Business Today

The I-bank shuffle

As outbound deals dry up, the I-bank league tables throw up new names at the top. Theme for 2009: Domestic consolidation.

Rachna Monga | Print Edition: January 11, 2009

You don’t need to be Einstein to figure out that a slowing economy coupled with the huge shakedown on Wall Street isn’t good news for investment banking advisors. Deal flows have slowed down, as data from Thomson Reuters on mergers & acquisitions (M&A) involving Indian companies that have been announced reveals. Till December 15, some $51 billion worth of such transactions have been announced in 2008, against $56 billion in 2006 and $69 billion last year. If the current year’s figure doesn’t appear a washout, it’s thanks largely to a clutch of bigbang inbound deals, like Ranbaxy-Daiichi Sankyo, Tata Tele-NTT DoCoMo and Unitech-Telenor.

Unsurprisingly, investment banking fees from various capital market operations have halved—from $1,426 million in 2007 to $758 million a year later. On the outbound front, the multi-billion dollar acquisitions of India Inc. have reduced to a trickle. And that’s one reason for the I-bank league tables in 2008 sporting a new look. Five of the top 10 grossers of 2007 have dropped out of the elite league this year.

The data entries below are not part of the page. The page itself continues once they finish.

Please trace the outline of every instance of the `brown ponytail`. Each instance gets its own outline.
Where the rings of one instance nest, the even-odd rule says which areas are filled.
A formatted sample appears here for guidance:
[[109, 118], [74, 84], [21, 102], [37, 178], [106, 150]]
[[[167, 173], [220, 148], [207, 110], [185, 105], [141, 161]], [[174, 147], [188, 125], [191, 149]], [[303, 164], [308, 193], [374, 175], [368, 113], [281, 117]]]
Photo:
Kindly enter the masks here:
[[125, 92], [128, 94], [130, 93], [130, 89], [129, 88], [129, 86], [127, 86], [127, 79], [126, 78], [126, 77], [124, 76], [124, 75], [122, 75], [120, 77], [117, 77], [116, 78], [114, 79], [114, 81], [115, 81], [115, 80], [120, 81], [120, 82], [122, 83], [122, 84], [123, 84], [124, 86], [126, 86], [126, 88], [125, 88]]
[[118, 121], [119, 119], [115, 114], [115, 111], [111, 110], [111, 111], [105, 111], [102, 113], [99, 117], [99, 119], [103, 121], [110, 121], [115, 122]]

Take, for instance, UBS Securities, the top advisor of 2007, which was instrumental in mega-deals like Hindalco’s $5.7-billion acquisition of Novelis, and Hutchison’s $11.1-billion stake sale to Vodafone. This year, UBS has slipped to #19.

The new entrants in the top 10 include Lazard India, JPMorgan and Religare Capital Markets. Lazard India has made the biggest leap, from #22 last year to #6. Lazard was at the forefront of one of the few notable outbound transactions—the acquisition of the US-based General Chemicals Industrial Products by Tata Chemicals. Lazard also advised the Tatas on another deal—this time, an inbound one when Tata Teleservices sold a stake to NTT DoCoMo of Japan.

Religare Capital Markets debuted in the top 10 with just two deals, one being group company Ranbaxy Laboratories’ 35 per cent stake sale to Daiichi Sankyo for $4.6 billion.

Bankers don’t expect to see a pick-up in deal flow in a hurry. “We are still a few quarters away from seeing that happen,” says Sameer Nath, Head (M&A), Citi India. A lack of appetite among banks to lend for funding acquisitions will be another hindrance.

“From a strategic point of view, there are good opportunities to acquire assets at reasonable prices. Companies haven’t closed their eyes to such opportunities, but acquisition financing could lead to a slowdown in such deals,” adds K. Balakrishnan, Managing Director & CEO, Lazard India.

The tough times, feel bankers, will make restructuring the area of focus back home. Says Sachin Batra, Head (Private Equity & M&A)-Investment Banking, Religare Capital Markets: “The consolidation is bound to happen in sectors such as real estate and financial services, and it will throw up opportunities for mergers or takeovers.’’ Let the shakeout begin.